Biografi tokoh setral dari blog ini, nama aslinya Amatrachman bin Amatsyarif, setelah menikah dengan Sumami, salah satu putri dari Dinasti Satro Taruno, dianugerahi Jeneng Tuwo Sastroatmodjo, selanjutnya dikenal dengan nama resmi, Amatrachman Sastroatmodjo.
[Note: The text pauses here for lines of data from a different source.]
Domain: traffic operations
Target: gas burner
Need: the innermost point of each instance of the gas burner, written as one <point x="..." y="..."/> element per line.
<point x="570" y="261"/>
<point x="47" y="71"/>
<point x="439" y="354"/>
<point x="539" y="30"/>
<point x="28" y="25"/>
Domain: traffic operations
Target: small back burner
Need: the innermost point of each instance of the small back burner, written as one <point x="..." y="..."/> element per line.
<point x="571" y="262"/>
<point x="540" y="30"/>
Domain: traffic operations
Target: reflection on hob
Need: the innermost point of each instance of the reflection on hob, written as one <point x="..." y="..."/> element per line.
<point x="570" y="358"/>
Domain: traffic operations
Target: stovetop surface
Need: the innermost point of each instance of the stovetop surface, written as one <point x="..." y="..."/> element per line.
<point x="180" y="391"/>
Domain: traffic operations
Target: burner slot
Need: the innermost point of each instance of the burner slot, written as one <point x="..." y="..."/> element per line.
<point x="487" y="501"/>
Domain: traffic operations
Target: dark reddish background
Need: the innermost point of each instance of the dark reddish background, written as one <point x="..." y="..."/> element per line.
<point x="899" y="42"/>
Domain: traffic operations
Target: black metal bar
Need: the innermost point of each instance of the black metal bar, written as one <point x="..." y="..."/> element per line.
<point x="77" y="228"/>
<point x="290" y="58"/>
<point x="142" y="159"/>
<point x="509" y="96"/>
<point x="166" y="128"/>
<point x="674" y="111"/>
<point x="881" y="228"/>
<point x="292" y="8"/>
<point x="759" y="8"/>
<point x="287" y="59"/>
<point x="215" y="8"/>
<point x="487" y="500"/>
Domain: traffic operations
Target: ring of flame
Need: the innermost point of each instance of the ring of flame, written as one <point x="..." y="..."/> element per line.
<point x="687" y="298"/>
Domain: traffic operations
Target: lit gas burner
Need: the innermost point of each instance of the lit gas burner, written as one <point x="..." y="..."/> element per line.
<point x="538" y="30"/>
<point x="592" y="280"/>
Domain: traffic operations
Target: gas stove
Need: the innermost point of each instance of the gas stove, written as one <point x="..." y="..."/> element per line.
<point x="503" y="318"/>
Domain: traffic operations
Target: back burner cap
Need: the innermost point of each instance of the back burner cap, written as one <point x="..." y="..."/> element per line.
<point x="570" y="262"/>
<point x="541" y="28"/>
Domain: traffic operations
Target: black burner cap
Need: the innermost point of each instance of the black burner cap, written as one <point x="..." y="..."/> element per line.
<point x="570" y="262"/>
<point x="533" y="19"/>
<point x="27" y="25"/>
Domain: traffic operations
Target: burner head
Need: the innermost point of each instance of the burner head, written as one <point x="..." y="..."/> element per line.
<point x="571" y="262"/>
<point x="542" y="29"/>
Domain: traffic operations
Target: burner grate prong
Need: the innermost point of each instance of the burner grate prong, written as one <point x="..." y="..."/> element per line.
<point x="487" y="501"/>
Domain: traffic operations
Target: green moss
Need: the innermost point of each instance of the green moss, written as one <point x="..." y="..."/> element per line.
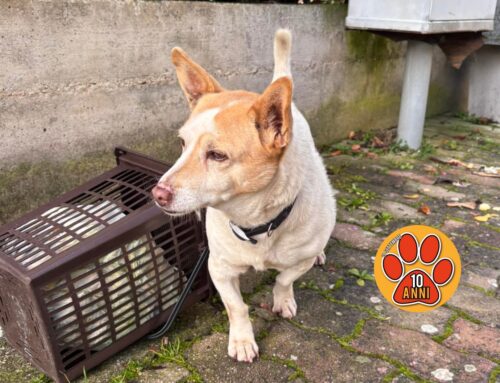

Dalam perjalanan masa, keluarga Amatrachman
Sastroatmodjo, eksit menjadi sebuah dinasti, yang kini lebih populer dipanggil
keluarga besar trah Sastroatmodjo, yang sekarang telah melahirkan generasi ke 4
(canggah).
Semenjak lahirnya generasi ke 2, Bapak dan Ibu
Sastroatmojo dikalangn intern lebih populer di panggil mbah Kakung dan Mbah
Putri.
Kata rukun itulah yang dijadikan warisan mbah
Kakung yang paling berharga, bagi putra-putranya. Oleh karena itu putro putri
dan menantu-menantunya membuat ikrar, selalu menjaga kerukuan diatara mereka, saling
tolong menolong, saling sayang menyayangi jangan ada cecok, dusta dan fitnah
diantara mereka.
Warisan rukun itu diturunkan dari generasi ke
generasi berikutnya hingga menjadikan Trah Sastroatmodjo menjadi sebuah dinasti
yang solid.
Jika ada permasalahan, keluarga besar trah
Sastroatmodejo selalu mengadakan pertemuan, mencari mufakat dalam permusyawarahan,
dan umumnya segala masalah terselesaikan dengan tawa dan canda.